Escolas particulares de São Paulo incentivam a prática, que também ensina sustentabilidade às crianças. Exemplo a ser seguido.
Com listas que chegam a até 25 livros por ano, colégios particulares de São Paulo têm incentivado a troca e o reaproveitamento das obras entre os alunos. Em muitas escolas, as famílias economizam até R$ 800 nas feiras de troca, bazares e brechós. Além do aspecto financeiro, pais afirmam que a iniciativa ensina práticas de sustentabilidade desde a infância.
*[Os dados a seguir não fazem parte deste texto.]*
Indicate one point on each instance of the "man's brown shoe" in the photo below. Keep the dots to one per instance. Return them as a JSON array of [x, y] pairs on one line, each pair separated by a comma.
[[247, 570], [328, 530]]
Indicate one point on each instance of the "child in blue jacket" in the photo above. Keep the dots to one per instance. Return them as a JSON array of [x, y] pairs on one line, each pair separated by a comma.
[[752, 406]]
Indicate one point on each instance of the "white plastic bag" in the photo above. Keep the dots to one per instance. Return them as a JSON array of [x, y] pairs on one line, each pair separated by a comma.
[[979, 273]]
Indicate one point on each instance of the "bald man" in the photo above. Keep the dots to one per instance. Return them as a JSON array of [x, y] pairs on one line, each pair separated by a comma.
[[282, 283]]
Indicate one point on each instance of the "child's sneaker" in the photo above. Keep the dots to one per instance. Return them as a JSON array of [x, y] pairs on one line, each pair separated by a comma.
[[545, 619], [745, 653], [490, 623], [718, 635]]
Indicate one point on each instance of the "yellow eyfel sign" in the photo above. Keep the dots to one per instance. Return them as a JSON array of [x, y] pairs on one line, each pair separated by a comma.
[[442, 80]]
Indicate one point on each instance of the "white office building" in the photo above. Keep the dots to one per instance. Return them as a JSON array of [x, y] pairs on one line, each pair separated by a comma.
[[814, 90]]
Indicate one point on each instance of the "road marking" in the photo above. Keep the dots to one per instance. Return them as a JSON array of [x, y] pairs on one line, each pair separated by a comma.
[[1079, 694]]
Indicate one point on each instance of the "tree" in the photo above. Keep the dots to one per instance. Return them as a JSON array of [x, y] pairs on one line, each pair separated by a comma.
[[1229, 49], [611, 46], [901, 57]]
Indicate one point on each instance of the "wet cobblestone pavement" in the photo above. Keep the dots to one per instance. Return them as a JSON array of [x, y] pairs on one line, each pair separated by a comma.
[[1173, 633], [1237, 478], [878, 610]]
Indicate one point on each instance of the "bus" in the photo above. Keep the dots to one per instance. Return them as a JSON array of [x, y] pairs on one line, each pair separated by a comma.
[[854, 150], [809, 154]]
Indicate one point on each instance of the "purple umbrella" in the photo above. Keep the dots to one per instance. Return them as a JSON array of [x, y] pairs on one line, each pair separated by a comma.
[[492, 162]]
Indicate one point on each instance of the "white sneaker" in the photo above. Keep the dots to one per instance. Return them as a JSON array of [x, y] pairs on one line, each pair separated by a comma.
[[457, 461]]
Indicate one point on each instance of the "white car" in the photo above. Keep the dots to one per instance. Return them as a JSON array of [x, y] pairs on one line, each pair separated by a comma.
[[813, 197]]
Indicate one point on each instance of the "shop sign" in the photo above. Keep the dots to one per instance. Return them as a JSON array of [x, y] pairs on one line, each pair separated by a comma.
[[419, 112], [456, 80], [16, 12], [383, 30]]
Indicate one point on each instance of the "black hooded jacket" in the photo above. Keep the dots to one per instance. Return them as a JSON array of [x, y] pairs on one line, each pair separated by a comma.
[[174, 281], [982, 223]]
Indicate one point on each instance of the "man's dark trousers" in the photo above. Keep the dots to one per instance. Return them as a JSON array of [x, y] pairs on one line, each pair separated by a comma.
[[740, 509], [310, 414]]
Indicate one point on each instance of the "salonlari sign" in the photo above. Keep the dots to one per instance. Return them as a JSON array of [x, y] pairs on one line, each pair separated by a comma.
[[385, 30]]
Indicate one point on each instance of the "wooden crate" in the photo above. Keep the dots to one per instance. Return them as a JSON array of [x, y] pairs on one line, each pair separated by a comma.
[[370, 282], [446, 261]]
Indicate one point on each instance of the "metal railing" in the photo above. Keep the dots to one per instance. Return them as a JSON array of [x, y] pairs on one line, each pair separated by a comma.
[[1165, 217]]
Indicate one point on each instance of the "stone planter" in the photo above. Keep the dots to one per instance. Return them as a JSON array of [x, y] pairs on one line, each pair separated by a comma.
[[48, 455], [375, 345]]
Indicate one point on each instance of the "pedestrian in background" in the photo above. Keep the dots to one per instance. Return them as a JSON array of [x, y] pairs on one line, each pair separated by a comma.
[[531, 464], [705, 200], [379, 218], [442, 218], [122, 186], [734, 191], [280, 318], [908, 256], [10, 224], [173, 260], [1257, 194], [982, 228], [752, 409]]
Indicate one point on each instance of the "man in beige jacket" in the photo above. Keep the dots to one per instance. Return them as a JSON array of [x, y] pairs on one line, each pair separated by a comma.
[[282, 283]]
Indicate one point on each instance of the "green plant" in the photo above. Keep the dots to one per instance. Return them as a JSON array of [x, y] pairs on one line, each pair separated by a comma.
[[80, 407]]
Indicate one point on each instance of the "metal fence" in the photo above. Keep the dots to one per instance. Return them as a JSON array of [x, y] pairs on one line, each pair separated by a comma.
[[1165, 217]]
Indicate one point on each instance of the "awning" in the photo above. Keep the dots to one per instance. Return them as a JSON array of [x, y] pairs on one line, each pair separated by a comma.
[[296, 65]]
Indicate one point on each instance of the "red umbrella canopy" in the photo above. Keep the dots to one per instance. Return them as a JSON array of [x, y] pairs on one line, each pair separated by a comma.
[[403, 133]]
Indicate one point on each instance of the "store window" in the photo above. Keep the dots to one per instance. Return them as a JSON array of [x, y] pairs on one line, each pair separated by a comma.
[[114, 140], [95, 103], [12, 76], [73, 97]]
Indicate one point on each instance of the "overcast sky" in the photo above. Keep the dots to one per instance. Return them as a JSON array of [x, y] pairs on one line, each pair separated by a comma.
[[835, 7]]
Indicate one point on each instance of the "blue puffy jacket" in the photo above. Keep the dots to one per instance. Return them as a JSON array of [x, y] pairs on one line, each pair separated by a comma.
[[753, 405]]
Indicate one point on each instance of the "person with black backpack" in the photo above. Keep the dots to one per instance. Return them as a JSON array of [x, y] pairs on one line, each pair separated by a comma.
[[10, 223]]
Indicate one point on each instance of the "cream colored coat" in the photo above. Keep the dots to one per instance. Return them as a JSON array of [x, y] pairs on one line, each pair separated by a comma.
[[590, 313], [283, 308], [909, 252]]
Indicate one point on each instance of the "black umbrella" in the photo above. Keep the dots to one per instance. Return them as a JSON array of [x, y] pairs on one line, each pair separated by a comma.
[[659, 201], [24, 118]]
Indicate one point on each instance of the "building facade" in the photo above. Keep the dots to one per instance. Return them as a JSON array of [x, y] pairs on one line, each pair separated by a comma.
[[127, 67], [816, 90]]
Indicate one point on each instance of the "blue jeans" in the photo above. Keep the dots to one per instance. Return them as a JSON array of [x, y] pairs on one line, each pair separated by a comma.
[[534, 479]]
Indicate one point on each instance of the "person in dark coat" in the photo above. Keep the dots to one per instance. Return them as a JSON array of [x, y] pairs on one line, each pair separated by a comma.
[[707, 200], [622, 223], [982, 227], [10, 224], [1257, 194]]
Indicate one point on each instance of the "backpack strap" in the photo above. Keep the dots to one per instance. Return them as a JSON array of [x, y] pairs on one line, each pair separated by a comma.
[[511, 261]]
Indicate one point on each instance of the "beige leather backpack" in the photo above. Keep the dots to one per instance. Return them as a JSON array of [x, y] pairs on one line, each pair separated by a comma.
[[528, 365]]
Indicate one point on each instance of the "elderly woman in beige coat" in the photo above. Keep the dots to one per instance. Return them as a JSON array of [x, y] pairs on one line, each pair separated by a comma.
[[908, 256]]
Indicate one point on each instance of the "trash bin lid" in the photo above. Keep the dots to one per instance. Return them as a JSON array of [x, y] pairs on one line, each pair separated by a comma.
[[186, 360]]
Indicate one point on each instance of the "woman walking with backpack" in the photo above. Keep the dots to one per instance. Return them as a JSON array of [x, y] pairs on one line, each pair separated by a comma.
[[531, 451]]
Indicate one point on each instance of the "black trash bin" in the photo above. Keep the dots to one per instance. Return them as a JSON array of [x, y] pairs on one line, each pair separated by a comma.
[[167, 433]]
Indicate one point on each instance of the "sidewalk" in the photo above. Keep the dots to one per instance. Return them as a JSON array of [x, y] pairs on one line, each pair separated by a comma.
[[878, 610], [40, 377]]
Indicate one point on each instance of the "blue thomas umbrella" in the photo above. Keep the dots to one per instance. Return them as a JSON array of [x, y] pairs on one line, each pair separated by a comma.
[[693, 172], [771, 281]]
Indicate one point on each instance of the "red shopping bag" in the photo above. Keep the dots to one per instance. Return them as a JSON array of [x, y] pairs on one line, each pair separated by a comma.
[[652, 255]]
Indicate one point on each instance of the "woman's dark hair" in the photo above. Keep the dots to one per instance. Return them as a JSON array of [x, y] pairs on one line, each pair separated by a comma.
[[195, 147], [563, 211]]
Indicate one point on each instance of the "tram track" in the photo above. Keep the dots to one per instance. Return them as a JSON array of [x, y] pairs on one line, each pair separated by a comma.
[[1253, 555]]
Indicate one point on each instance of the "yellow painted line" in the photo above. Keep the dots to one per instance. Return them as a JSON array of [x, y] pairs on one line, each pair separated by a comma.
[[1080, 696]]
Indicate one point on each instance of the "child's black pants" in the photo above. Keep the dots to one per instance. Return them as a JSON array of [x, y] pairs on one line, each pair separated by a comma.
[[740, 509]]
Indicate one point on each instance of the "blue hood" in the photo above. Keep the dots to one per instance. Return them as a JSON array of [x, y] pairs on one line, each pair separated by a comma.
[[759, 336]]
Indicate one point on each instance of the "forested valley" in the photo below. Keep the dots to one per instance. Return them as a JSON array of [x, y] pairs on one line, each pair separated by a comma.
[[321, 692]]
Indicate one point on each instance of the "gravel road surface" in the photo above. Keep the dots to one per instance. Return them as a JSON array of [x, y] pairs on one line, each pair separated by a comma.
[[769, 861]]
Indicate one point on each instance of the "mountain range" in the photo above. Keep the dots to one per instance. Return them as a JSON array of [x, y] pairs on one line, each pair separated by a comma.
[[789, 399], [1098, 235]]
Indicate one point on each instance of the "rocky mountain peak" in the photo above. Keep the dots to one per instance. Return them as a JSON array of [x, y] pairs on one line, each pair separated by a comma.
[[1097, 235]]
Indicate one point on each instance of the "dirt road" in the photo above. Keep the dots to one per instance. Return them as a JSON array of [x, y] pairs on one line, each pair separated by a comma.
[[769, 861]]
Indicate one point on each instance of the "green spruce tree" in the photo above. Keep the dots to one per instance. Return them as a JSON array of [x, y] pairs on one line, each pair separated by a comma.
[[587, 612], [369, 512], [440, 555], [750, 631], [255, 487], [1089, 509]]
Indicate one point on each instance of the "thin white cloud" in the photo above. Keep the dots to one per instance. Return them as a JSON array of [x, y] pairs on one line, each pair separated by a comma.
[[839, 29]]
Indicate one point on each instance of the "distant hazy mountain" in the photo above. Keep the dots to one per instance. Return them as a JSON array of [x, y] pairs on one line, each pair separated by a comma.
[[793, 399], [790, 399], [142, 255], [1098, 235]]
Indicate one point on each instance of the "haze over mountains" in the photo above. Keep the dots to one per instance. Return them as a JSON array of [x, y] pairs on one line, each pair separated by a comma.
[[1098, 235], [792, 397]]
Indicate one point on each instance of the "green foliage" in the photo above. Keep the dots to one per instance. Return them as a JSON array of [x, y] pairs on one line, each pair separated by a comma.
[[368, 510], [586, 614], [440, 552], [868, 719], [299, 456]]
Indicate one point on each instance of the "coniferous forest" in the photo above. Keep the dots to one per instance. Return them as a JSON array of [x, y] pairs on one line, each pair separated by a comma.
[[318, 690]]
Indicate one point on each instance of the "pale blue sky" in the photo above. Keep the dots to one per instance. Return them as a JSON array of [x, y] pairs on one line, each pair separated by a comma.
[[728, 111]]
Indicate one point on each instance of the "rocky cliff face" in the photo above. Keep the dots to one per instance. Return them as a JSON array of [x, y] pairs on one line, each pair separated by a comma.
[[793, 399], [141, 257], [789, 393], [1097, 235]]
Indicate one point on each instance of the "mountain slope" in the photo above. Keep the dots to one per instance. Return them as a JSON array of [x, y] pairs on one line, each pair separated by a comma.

“Todos os livros que estão em boas condições a gente reaproveita, e eu ensino minha filha a não rasgar e rabiscar”, conta Luzia Bouzan Costa, mãe de uma aluna do Colégio Santa Maria, na zona sul da capital. Luzia afirma que 80% dos livros que a filha Cristina usará vieram do brechó. “Economizei cerca de R$ 500 com as trocas.” Apenas os livros de inglês, cujas respostas são escritas nas próprias folhas, não puderam ser reaproveitados.
Ela conta que atua como voluntária na organização dos encontros, que aos poucos têm ganhado adesão – em muitos colégios, a ideia das trocas surge nas associações de pais de alunos. “Na última semana de aula, pedimos para as mães trazerem os livros e os uniformes. Separamos o material e depois organizamos o brechó”, diz Kelly Cristina Soares, da associação de pais e mestres do colégio. Neste ano, foram trocados 664 livros no brechó.
Com um filho no quinto ano e outro no nono do Colégio Santa Amália, Cristina Maria Arguejo Lafasse diz que economizou mais de R$ 800 só nos livros deste ano. Com unidades em Santana (zona norte) e Tatuapé (zona leste), o colégio organizou a troca. “Com tantos gastos no começo de semestre, é um presente.” De seis livros didáticos que o filho mais novo usará, ela trocou cinco.
O presidente da associação de pais e mestres do Colégio Santa Amália, João Boani, de 51 anos, já teve três filhos ao mesmo tempo no colégio. Com a feira, ele conseguia conter os gastos das listas de material. “Eu trocava bastante, dava para economizar até R$ 1 mil”, lembra. No ano passado, a feira promoveu a troca de 200 livros.
Sustentabilidade
Em tempos em que a questão ambiental é amplamente discutida, em algumas escolas a troca de livros serve para mostrar aos alunos um mundo mais sustentável. A Escola Viva, na zona sul, que já tinha o hábito de indicar sebos para os pais, utiliza o projeto Reviva Livro para conscientizar os alunos. “A mobilização é fundamental para conscientizar pais e alunos”, diz Marta Campos, coordenadora de comunicação do colégio. “É educação ambiental.”
Em outros colégios, são organizadas feiras em vez de trocas. O dinheiro arrecadado vai para um projeto assistencial. O Colégio Stance Dual, na Bela Vista, destina a verba da venda dos livros usados – que, na feira, custam entre R$ 10 e R$ 15 – para ajudar instituições.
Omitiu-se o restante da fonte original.